Friday, January 1, 2016

Why I Don't Believe in New Year's Resolutions

This year I expect to see many positive changes in my life. I am anticipating progress in my career and my marriage. I plan to become much better in Brazilian Jiu-Jitsu. I joined a new gym for strength and conditioning (paid in full for a year). I bought an unlimited yoga pass (paid in full for a year). . . but I didn't make any New Year's resolutions.

I think Francis Spufford summed it up well in his description of the human propensity to foul* things up (HPtFTU): 

You’re lying in the bath and you notice that you’re thirty-nine and that the way you’re living bears scarcely any resemblance to what you think you’ve always wanted; yet you got here by choice, by a long series of choices for things which, at any one moment, temporarily outbid the things you say you wanted most.

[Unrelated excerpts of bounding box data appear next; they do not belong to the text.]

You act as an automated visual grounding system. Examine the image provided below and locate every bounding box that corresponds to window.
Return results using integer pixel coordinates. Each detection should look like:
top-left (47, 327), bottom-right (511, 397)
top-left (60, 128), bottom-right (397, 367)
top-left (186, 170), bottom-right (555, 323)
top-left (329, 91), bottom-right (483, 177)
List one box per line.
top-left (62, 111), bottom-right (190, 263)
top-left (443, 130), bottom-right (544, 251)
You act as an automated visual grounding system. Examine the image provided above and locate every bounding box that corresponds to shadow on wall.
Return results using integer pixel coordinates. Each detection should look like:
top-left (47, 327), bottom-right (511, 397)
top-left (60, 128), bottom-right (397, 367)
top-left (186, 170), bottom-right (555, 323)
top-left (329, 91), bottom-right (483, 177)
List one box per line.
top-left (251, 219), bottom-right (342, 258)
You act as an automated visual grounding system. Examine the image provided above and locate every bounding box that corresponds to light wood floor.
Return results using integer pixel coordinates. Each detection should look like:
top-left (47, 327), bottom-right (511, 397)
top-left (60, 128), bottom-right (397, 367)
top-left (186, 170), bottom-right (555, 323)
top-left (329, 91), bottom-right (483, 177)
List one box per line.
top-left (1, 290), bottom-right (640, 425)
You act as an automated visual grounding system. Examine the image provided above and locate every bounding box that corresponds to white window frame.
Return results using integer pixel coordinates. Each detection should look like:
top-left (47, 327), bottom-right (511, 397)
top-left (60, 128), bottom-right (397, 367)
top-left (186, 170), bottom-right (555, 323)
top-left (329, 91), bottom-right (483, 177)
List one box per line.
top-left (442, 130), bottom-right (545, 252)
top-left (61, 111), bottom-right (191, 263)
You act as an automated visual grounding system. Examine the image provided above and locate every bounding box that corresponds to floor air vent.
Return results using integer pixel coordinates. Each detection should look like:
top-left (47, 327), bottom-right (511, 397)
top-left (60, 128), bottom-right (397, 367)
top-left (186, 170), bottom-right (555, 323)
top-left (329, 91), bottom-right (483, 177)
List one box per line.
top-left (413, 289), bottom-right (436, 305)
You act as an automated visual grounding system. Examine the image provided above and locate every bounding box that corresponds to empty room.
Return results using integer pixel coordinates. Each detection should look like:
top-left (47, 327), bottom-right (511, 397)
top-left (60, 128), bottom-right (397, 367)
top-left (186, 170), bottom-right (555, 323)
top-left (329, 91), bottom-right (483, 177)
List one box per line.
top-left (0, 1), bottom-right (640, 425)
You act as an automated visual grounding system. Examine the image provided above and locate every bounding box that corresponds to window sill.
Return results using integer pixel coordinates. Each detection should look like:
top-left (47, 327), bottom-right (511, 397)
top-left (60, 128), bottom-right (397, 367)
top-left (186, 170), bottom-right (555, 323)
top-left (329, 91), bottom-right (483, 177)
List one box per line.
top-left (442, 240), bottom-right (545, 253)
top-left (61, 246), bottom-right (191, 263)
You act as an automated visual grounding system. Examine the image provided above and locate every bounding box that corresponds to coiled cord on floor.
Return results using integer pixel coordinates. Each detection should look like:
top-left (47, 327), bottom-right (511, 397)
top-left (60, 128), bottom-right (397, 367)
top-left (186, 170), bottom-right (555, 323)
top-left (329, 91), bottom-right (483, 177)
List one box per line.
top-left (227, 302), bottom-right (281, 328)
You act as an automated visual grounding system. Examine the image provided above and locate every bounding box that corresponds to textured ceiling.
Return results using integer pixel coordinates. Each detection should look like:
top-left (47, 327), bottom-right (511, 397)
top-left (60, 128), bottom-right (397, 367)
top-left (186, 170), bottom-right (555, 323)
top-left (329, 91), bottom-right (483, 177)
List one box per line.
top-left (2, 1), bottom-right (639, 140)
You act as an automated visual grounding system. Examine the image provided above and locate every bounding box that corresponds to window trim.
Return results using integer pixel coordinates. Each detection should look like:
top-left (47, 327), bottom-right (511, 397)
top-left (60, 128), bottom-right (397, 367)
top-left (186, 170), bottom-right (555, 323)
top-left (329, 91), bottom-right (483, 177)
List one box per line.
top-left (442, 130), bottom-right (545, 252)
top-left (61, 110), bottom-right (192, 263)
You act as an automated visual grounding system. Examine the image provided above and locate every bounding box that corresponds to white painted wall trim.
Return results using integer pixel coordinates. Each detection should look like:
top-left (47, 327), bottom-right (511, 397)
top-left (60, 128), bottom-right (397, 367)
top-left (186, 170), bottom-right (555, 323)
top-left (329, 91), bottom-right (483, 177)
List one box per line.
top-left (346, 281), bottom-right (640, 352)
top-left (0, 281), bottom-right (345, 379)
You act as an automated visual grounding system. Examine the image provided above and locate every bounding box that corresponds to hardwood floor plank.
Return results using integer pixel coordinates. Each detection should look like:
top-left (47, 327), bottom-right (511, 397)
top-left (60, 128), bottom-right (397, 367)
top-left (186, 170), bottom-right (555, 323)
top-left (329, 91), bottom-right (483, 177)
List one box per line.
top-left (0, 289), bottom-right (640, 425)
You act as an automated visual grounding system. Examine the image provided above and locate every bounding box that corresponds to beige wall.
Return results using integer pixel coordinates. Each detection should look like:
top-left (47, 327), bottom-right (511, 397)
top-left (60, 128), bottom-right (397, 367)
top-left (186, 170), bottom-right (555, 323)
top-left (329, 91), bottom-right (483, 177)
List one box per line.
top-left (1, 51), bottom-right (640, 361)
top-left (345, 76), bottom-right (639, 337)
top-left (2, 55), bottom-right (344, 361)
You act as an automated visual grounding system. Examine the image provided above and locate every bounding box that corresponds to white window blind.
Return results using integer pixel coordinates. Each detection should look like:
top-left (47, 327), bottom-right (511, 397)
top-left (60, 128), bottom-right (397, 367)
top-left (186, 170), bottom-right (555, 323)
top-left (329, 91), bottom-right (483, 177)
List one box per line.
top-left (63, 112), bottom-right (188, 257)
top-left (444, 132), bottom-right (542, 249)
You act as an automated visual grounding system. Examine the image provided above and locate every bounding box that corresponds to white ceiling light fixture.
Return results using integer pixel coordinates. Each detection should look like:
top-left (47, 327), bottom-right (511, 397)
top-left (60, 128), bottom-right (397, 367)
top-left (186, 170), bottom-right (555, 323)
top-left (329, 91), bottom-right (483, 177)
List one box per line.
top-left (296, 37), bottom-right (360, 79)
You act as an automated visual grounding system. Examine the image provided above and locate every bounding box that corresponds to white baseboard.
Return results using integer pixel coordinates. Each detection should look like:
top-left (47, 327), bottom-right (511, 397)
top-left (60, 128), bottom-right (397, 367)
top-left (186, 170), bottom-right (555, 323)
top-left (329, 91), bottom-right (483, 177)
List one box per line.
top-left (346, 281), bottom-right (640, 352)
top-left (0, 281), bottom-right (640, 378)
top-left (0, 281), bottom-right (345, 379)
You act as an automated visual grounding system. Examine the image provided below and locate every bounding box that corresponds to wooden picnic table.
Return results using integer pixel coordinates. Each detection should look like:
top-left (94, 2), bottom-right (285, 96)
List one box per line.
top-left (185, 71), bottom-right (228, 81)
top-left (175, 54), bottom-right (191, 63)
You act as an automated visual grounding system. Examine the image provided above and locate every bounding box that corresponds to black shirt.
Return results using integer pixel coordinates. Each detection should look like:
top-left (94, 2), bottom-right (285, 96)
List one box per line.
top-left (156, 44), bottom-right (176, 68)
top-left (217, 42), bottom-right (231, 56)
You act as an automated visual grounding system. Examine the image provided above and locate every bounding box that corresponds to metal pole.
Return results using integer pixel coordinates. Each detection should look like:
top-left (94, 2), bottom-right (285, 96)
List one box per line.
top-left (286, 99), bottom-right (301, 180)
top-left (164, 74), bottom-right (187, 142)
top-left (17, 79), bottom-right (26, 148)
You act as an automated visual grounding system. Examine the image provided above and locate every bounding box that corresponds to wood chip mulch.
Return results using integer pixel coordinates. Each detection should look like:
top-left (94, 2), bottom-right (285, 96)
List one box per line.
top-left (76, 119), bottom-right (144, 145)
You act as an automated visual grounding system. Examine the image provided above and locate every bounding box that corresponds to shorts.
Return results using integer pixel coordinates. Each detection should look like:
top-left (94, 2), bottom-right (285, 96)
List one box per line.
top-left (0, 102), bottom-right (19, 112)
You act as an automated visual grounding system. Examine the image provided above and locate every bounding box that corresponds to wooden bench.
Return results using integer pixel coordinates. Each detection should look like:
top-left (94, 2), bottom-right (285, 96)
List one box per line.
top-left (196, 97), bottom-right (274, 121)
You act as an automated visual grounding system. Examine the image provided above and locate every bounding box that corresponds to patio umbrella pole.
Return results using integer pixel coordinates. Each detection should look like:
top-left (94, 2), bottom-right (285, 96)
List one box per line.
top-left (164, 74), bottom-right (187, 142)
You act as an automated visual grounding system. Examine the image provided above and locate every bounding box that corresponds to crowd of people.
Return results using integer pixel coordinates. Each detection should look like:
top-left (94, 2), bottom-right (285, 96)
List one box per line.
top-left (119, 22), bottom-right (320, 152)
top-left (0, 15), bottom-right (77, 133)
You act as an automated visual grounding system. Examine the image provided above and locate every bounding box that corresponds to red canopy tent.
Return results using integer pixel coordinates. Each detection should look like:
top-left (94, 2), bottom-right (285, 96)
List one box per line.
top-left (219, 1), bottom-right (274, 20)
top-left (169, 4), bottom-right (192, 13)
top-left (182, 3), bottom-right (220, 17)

This is why our New Year's resolutions fail; we choose what we want immediately rather than what we say we really want. We see this pop up again and again in our culture. C. S. Lewis said that our problem is not desires that are too strong, but rather that our desires are too weak. We do not hold out for that which really matters. Similar to the sentiment expressed by Roger Waters and David Gilmour, we have a tendency to exchange cold comfort for change.

Given my HPtFTU, which I believe we all possess, I don't believe that I can become a better person. (This is another discussion for another day.) I do, however, believe that I can learn to function better as a person. 

That is why I do not make New Year's resolutions, which typically involve large, lofty goals that I am unlikely to achieve. Rather than setting big goals at a somewhat arbitrary point in the year, I believe in intermittently setting small goals that are more achievable. Done in succession, these small goals and micro choices can lead to big changes over time.

Congratulations to those out there who have set big resolutions and followed through with them. I will not be among this crowd. I will have setbacks -- possibly devastating ones -- as time passes on, but I will be looking forward to the happiness that comes through achieving little goals accomplished by consistent effort and hard work.

*I softened the language a little here.